EDELMAN: Excellent. Well, with that at this time I’d like to invite members to join our conversation with their questions. As a reminder, this is on the record. If you would kindly please state your name and affiliation before your question. And with that, we’ll start here in Washington with a show of hands. Yes, please.

Q: Antoine van Agtmael.

Anne, a question for you. As I was listening to this, you immediately recognize this all makes common sense. But then, when you think it’s true, we live in a world that—I mean, I grew up in a world that was globalizing. We’re now living in a world that is deglobalizing. There is more and more trade within the blocs than between the blocs. Could this have a really serious effect on future trade, and on, kind of, the sins of protectionism that various actors in the world have, when this is implemented? Because this is quite broad. It’s no longer this little garden that we’re protecting.

NEUBERGER: It’s a great question. The cybersecurity standards that we’re putting in place, you know, minimum cybersecurity standards, that the products have to be patched and maintained, any company can meet that. Now a great deal of data is collected on many of these devices.
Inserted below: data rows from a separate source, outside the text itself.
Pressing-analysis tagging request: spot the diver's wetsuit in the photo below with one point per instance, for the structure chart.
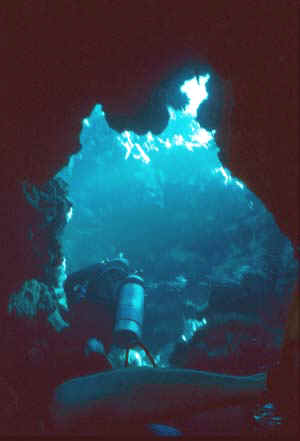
(90, 317)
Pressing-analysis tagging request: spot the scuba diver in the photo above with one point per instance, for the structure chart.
(106, 307)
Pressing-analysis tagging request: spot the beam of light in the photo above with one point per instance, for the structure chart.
(69, 214)
(196, 92)
(227, 177)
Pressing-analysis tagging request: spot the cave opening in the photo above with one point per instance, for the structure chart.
(203, 242)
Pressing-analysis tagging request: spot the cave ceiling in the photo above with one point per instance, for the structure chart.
(60, 58)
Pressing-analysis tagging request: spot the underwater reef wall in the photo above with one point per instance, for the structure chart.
(52, 75)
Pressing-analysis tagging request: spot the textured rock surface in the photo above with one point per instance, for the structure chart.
(57, 63)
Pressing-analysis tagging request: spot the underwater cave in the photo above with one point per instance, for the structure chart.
(153, 157)
(209, 251)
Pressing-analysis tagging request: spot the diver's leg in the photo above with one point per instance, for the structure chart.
(141, 395)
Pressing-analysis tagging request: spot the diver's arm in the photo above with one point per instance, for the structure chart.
(140, 395)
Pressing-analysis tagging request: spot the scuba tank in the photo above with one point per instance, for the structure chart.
(129, 312)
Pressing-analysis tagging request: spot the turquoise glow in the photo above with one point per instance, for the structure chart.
(196, 92)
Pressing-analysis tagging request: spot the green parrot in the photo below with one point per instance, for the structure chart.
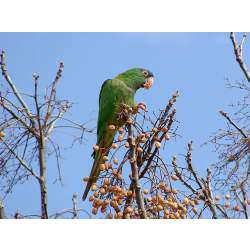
(115, 92)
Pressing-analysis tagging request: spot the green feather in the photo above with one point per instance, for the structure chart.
(120, 90)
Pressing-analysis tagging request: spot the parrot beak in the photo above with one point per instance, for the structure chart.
(148, 83)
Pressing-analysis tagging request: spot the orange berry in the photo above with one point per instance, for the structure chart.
(154, 130)
(129, 121)
(237, 208)
(111, 127)
(120, 130)
(110, 216)
(106, 181)
(102, 191)
(186, 201)
(164, 130)
(130, 193)
(114, 146)
(159, 208)
(139, 149)
(96, 194)
(149, 199)
(120, 138)
(162, 185)
(93, 187)
(128, 209)
(158, 144)
(167, 137)
(105, 158)
(115, 161)
(91, 198)
(95, 147)
(2, 134)
(94, 210)
(194, 210)
(86, 179)
(102, 166)
(174, 178)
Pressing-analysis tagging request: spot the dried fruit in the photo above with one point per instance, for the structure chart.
(102, 166)
(2, 134)
(102, 191)
(115, 161)
(112, 127)
(86, 179)
(174, 178)
(106, 181)
(94, 210)
(158, 144)
(95, 147)
(237, 208)
(105, 158)
(120, 138)
(110, 216)
(120, 130)
(167, 136)
(139, 149)
(93, 187)
(129, 121)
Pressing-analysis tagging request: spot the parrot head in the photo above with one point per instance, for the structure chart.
(137, 78)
So, you know, we have a public rulemaking that will go out shortly regarding should there be devices from certain countries that don’t have adequate privacy controls that, as a result, even if, for example, data is encrypted and saved by the company, users may still not feel comfortable. But at the very least, transparency on what data is collected by a device, this would be game-changing because that doesn’t exist before. To use David’s nutrition label, for the first time you’ll actually—literally, you know, there’ll be a label that tells you here’s everything about this device. Here’s how often it’s patched. Here’s when the company will no longer be maintaining this device, end of life, you’re on your own.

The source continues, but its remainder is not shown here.